It’s 9 a.m. on a Wednesday, and Coworx at Barclay Commons is a beehive of activity.
Moving around in softly lit, open space that’s punctuated by a mellow “whirlwind orange” wall tone, up-and-coming business owners greet one another, plug into programs and chat on the phone.
Observing the scene from a sofa, Coworx founder Bryan Kristof, clad in sandals and shorts and balancing a laptop, describes the scene as “kind of flexible and vibrant and stimulating.”
Opened in 2012, this office-sharing arrangement for entrepreneurs, telecommuters and sole proprietors provides an alternative to kitchen tables and java joints. Options include part-time flex desks, dedicated studio desks and private offices. Leases range from one month to one year.

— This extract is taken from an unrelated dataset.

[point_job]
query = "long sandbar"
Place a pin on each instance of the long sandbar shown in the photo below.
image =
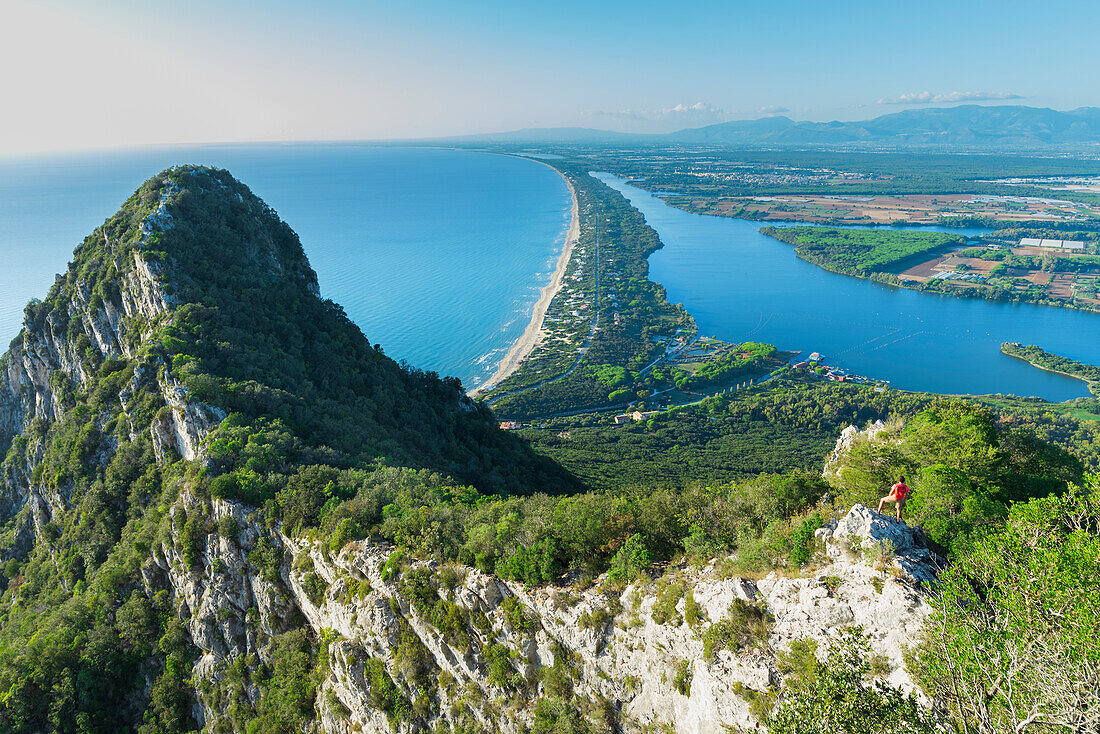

Current tenants at Coworx run businesses in fields such as real estate, marine financing, video production, marketing and jewelry. They’re sharing ideas, exchanging business leads and forging partnerships.
150 entrepreneurs served
Kristof increased attention on coworking in the region in 2011 when he moved his home-based marketing firm to Lumina Station. Creating an open floor plan for his company and others, he found that a collegial atmosphere strengthened collaboration and bred new business. The success led him to purchase additional property at Lumina for a second honeycomb of work spaces.

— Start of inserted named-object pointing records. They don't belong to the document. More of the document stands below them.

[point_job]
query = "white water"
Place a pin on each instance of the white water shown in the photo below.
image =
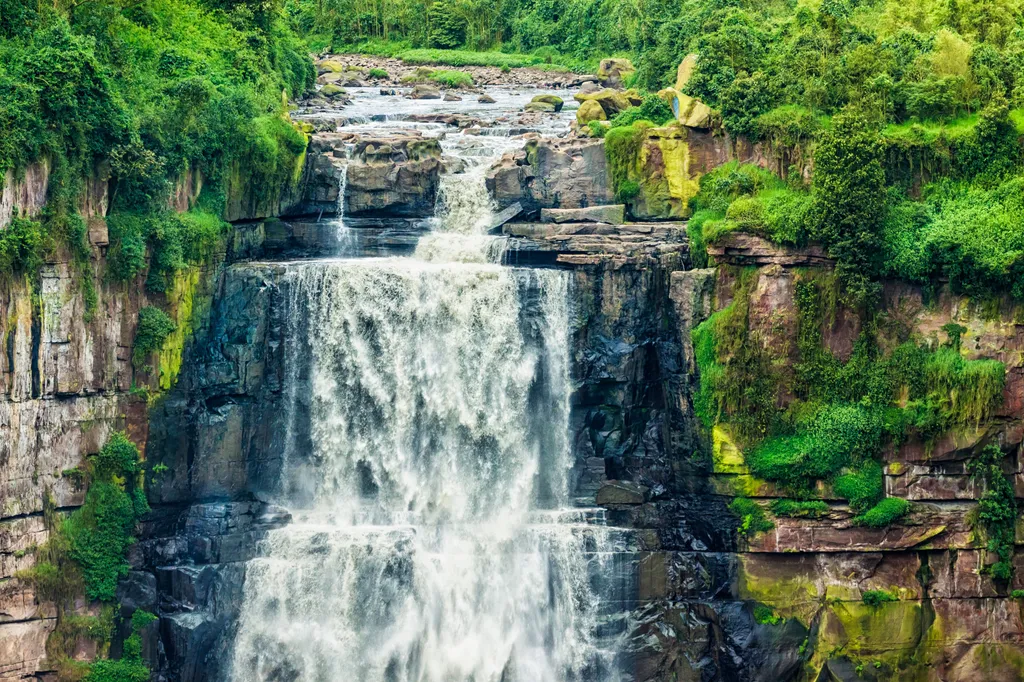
(428, 470)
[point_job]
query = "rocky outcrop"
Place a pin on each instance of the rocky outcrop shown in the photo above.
(614, 71)
(396, 177)
(550, 173)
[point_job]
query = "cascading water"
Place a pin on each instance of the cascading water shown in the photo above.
(428, 470)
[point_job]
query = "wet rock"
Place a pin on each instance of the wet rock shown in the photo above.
(590, 111)
(553, 173)
(540, 108)
(611, 101)
(612, 215)
(425, 92)
(331, 91)
(554, 100)
(393, 177)
(622, 493)
(613, 72)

But when Kristof merged his own agency into what is now Tayloe Gray Kristof, he found it was no longer easy to do double duty and decided to spin off his coworking units.
Ryan Crecelius, founder of Do Good Real Estate and a coworking tenant, took one of the spaces for his growing firm but also agreed to honor all coworking memberships.

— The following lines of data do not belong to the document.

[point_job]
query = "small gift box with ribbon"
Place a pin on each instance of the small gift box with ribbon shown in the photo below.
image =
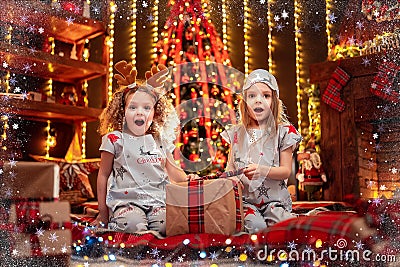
(34, 228)
(211, 206)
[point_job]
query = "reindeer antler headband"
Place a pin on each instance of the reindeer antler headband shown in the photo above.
(157, 76)
(127, 76)
(154, 78)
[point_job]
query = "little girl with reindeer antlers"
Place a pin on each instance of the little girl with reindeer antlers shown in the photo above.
(136, 156)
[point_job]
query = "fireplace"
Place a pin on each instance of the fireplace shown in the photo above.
(360, 147)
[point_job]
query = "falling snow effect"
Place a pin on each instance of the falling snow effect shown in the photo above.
(382, 214)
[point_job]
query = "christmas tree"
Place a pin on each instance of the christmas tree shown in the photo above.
(202, 84)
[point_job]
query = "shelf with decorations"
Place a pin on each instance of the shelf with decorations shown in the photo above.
(63, 25)
(53, 80)
(41, 64)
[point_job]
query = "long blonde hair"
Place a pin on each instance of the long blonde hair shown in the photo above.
(277, 108)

But, still sold on coworking, Kristof struck a deal with Cameron Management to fill vacant space at Barclay Commons.
Over the past three years, Kristof has helped about 150 entrepreneurs pursue their passions in novel, attractive settings.
Josh Harcus, head of inbound strategy at Hüify, a marketing firm that helps clients gain sales leads, plugged in at Barclay Commons in 2013 when he realized he couldn’t have interns work for him at coffee shops.
A year later, Harcus counts 15 Coworx tenants as business partners.
“Our company has grown the most in the last six months,” he said.
One of Harcus’ clients is award-winning beverage analytics company Next Glass. Kurt Taylor, its founder and CEO, also praises Coworx.
“We’ve also met several people through the unique working environment that have become friends and members of the team,” Taylor said. “Coworx has been a great place for Next Glass to grow.”
Creating new hives
One newer hive getting buzz is University of North Carolina Wilmington’s Center for Innovation and Entrepreneurship (CIE), which in less than a year has attracted 20 tenants – including a dozen to its coworking space.
Jim Roberts, CIE’s executive director, said most coworking members are information technology companies attracted by “the knowledge of the other people in the room.” Half of CIE’s coworkers are students, for whom space is free.
Charles Davis, co-founder of SIVAD Business Solutions, whose main product is EasyVote Software, just moved in.
“It’s that ability to be around other entrepreneurs and to feed off each other,” Davis explained, saying he wants to learn more about operations and funding techniques.
Members of the post-Millennial Generation, Generation Z, prefer to choose when, where and how they work and will increasingly turn to their own ideas for employment, said Diane Cherry of the Institute for Emerging Issues at N.C. State University, which studies coworking. In addition, larger companies are increasingly embracing coworking as a way to foster employee engagement and productivity, Cherry and Kristof say.
While Kristof is “letting the dust settle,” he hasn’t ruled out future coworking locations and may approach commercial developers outside the region.
Kristof and his tenants believe coworking will accelerate.
“I don’t think anyone dreads coming to the office” when the office means coworking, Hüify’s Harcus said.